Avant-hier le Dey a reçu de nouvelles lettres par lesquelles les esclaves algériens se plaignent de plus en plus des mauvais traitements que le gouvernement de Portugal leur fait éprouver. Le Dey, sans égard pour l’engagement qu’il a pris avec tous les agents des différentes nations, a de nouveau chargé de chaînes les officiers portugais, et les a livrés aux travaux les plus pénibles.

La réponse du général Lannes, ambassadeur de France à Lisbonne, me parvient à l’instant ; il me mande qu’il a reçu du prince régent l’assurance que les ordres les plus précis ont été donnés pour que les captifs algériens soient traités avec toute l’humanité désirable, et qu’il se propose d’envoyer deux de ses officiers à Alger même pour rendre au Dey un témoignage plus authentique du sort de ses sujets au Portugal. Le général Lannes joint à sa lettre un rapport du vicomte d’Anadia, ministre de la marine, duquel il résulte que les algériens en ont imposé à leur prince. Demain, je communiquerai ces détails à la Régence, et j’aurai l’honneur de vous transmettre la réponse du Dey si je puis l’obtenir avant le départ du courrier.

Le 4 germinal [25 mars], M. O’Brien, ancien consul d’Amérique, est parti sur un schooner pour se rendre à Syracuse, où il fera quarantaine. On assure qu’il accompagnera le négociateur américain qui doit se rendre à Tripoli pour traiter de la paix avec le Pacha. Vous aurez eu connaissance de l’action hardie des américains, qui ont brûlé dans le port leur frégate, tombée au pouvoir des tripolins. Nous n’avons ici encore aucuns détails précis sur cet événement.

Un chaouch envoyé par la Porte est arrivé ici le 6 germinal [27 mars] ; il était porteur de firmans qui annonçaient la nomination du nouveau capitaine Pacha. Il était chargé, en outre, de Khatti-chérifs et firmans pour réclamer différentes prises impériales faites dans le golfe de Venise.

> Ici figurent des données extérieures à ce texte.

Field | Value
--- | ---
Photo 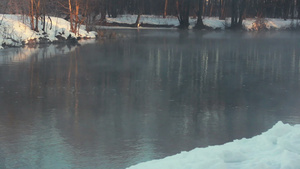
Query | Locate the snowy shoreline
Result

Le chaouch n’a rien obtenu, et a été embarqué, quelques jours après son arrivée, avec la simple promesse que les présents d’usage seraient prochainement expédiés au capitaine Pacha.

Bram Raïs, le même qui fut envoyé à Londres il y a quelques années, vient de partir en qualité d’ambassadeur pour se rendre auprès de l’empereur du Maroc. Sa mission a pour objet ostensible de solliciter une extraction considérable de cuivre et de salpêtre ; mais on est assez disposer à croire ici qu’il est chargé d’instructions secrètes tendant à préparer, par la médiation de l’empereur du Maroc, un rapprochement avec les anglais.

Dans les visites d’usage à l’époque des fêtes du premier Baïram, le Dey manifesta beaucoup de froideur avec moi. Je crois démêler le système nouveau de chercher à m’en imposer : j’affectai de ne m’être pas aperçu du peu d’égard du prince ; mais je devins moi-même, dans toutes mes communications, d’une froideur et d’une réserve extrêmes. Tous mes mouvements n’échappèrent pas aux meneurs qui observent toute occasion, et, 70 jours après, dans la visite que je fis à l’occasion des fêtes de courban baïran, le Dey me reçut de la manière la plus affectueuse et la plus polie. Dans les discussions qui ont eu lieu à l’égard du paiement des lismes, ce prince témoigne le désir le plus marqué de faire tout ce qui serait agréable au gouvernement français…. Mais vous connaissez le caractère bizarre de ce prince susceptible de recevoir toutes les impressions, et capable de passer en un instant d’une extrémité à l’autre. J’ose assurer à Votre Excellence que je fais à Alger un véritable cours de diplomatie.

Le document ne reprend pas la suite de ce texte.